If you are not Jairus, and your child has died . . . If you called upon Jesus day and night both before and after the child’s death, what does the story of Jairus say to you? What does the preacher’s rush to celebrate the faith of Jairus and the power of Jesus elicit in you? The world rushes to instant gratification. Is there instant gratification in Jesus? If there were -- if we could convince the world that there were, we could have the world; but what does it profit a person to gain the whole world at the cost of his own soul? There was instant gratification for Jairus in the context of this story, but we don’t know how long the girl lived beyond that day. We don’t know if her life was joyous or tragic. This isn’t a story about a family that got lucky. This is a story confessing Jesus as the Lord of life. It is Jairus’ relation to God in Jesus, it is the daughter’s relation to God in Jesus, and it is our relation to God in Jesus that is crucial here! 


If I was looking for the return of my child when I called upon the name of Jesus, and what I got was Jesus, am I disappointed?


Has God touched your life?  Celebrate this!  In my experience, such a touch comes more often at moments of despair and turmoil, not lifting the pain, but walking with me through it.  It is the God who comes to me with nail scared hands, saying “Put your finger here, place your hand in my side!  Lo, I am with you always!”  This is the God whose touch is peace, even in the midst of pain. 
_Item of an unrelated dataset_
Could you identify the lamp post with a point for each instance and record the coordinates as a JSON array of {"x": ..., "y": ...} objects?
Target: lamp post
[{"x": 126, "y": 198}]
"Out of the depths I cry to you, O LORD. Lord, hear my voice! Let your ears be attentive to the voice of my supplications! . . . I wait for the LORD, my soul waits, and in his word I hope; my soul waits for the Lord more than those who watch for the morning, more than those who watch for the morning.” (Psalm 130: 1-2, 5-6)


May God touch each one of our lives this morning.


May we go in peace.  Amen.

I am indebted to Roland McGregor, Pastor, Asbury United Methodist Church, Albuquerque, New Mexico, USA for much of the structure of this sermon.